Kampala, Uganda | THE INDEPENDENT | Uganda’s tea earnings have rebounded from a slight slump in March which was occasioned by the coronavirus pandemic lockdown that saw the Mombasa tea auction house temporarily shut.
According to official government figures, tea sellers earned more money in April, May, and June 2020, an indicator that the sector has put the COVID-19 slump behind. This is even though in April and May 2020, Uganda was under total lockdown.
For instance, in March, earnings were USD 5.15 million (18.9 billion Shillings), climbing to USD 6.14 million (22.5 billion Shillings) in April, and USD 6.49 million (23.8 billion Shillings) in May, reaching the highest monthly level in June at USD 7.02 million (25.7 billion Shillings). Between December and February 2020, earnings averaged USD 6 million (22 billion Shillings) per month.
George William Ssekitoleko, the chairman of Uganda Tea Association (UTA), said this was the picture in the sector at the moment. He added, however, the increased earnings are not due to better prices but due to increased production of the crop. Ssekitoleko said more production has pushed up by the good weather and more planting.
Indeed, the volume figures show that Uganda tea shipments have gone up in the last months. In April, Uganda shipped 5,937 metric tons. By June, the figure had jumped to 6,541 metric tons of tea sold outside.
Even with more volumes being sold, Uganda’s tea continues to attract low prices compared to Rwanda, Kenya, and Burundi at the Mombasa auction house. For instance, in June, Rwanda’s tea sold its tea at 9,000 Shillings per kilogram, Burundi 7,000 Shillings per kilogram while Kenya at slightly above 6,000 Shillings per kilogram.
Uganda came distant fourth with its tea selling at slightly above 4,000 Shillings per kilogram, according to the East African Coffee auction report. Ssekitoleko said that Uganda’s tea was priced low partly because it is from a low altitude.

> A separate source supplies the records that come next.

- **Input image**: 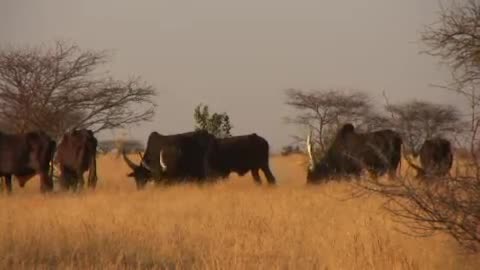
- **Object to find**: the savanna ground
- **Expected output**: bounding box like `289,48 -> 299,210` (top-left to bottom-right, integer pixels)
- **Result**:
0,154 -> 479,270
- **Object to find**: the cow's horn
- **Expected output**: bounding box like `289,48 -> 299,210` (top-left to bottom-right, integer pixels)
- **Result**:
159,150 -> 167,171
140,159 -> 153,172
122,151 -> 138,170
307,131 -> 315,171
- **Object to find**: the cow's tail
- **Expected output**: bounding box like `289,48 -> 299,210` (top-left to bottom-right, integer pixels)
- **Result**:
263,138 -> 276,184
87,153 -> 98,189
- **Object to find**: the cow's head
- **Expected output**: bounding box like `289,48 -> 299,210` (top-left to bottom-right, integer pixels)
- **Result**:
306,131 -> 328,182
306,131 -> 344,182
122,151 -> 153,189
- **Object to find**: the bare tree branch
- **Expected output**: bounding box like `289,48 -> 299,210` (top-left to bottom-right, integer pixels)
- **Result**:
0,40 -> 156,138
284,88 -> 383,154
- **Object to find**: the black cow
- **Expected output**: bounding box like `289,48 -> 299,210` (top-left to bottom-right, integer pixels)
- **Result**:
0,131 -> 56,193
407,137 -> 453,178
55,129 -> 98,191
206,134 -> 276,184
306,123 -> 402,183
122,130 -> 216,189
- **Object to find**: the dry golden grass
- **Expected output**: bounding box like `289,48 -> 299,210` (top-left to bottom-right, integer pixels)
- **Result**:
0,154 -> 479,269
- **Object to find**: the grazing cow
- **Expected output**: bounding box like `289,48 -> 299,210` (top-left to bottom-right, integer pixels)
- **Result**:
306,123 -> 402,183
206,134 -> 276,184
122,130 -> 216,189
0,131 -> 56,193
407,137 -> 453,178
55,129 -> 98,191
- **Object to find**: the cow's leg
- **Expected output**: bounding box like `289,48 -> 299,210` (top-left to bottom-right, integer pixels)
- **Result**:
261,166 -> 276,185
369,169 -> 379,180
87,157 -> 98,189
76,172 -> 85,192
39,171 -> 53,193
87,172 -> 97,189
70,175 -> 78,192
151,173 -> 166,186
59,167 -> 71,191
4,175 -> 12,194
251,169 -> 262,184
153,177 -> 163,186
388,168 -> 397,180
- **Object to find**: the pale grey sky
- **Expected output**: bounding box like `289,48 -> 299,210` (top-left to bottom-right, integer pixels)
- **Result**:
0,0 -> 464,151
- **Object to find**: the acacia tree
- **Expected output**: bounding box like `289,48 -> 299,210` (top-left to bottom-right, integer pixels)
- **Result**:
385,100 -> 462,154
193,104 -> 232,138
0,40 -> 156,139
284,88 -> 384,153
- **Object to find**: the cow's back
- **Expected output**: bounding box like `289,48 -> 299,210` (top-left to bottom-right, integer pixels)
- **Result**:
361,129 -> 402,171
56,129 -> 96,172
175,131 -> 215,178
24,131 -> 56,171
333,128 -> 401,174
368,130 -> 402,164
0,131 -> 54,174
142,130 -> 215,179
211,134 -> 270,175
0,132 -> 30,173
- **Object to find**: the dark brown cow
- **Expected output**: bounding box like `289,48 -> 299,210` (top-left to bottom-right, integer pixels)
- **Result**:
306,123 -> 402,183
0,131 -> 56,193
206,134 -> 276,184
55,129 -> 98,191
407,137 -> 453,178
123,130 -> 216,189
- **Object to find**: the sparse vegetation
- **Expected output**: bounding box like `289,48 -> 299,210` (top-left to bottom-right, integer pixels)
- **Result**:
1,154 -> 479,269
359,0 -> 480,253
281,144 -> 302,156
3,0 -> 480,268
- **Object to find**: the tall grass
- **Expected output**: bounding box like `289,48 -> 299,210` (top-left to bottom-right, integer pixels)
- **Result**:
0,154 -> 478,269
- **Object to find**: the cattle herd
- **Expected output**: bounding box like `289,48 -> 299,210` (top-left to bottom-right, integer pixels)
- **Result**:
0,123 -> 454,193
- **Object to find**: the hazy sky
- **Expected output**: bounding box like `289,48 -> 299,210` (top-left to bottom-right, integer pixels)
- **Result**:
0,0 -> 464,151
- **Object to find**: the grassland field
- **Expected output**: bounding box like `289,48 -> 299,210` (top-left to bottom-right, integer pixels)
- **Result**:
0,153 -> 479,270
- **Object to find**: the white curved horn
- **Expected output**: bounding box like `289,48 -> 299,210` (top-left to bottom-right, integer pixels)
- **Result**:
307,131 -> 315,171
140,157 -> 152,172
159,150 -> 167,171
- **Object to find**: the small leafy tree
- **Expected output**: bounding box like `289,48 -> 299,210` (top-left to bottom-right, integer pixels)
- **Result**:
281,144 -> 302,156
193,104 -> 232,138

Kenya, Rwanda, and Burundi tea is associated with high altitude and therefore liked by the dealers.
Dr Ezra Munyambonera, a senior research fellow at the Economic Policy Research Centre (EPRC), a think tank, blames the low prices on the poor quality as a result of poor plucking methods and the transportation of the green leaves. Munyambonera said farmers were plucking more leaves than they were supposed to, undermining the quality of the tea they sell.
Uganda’s annual exports of tea average 65,000 metric tons annually and experts think this figure can be improved with better agronomical practices.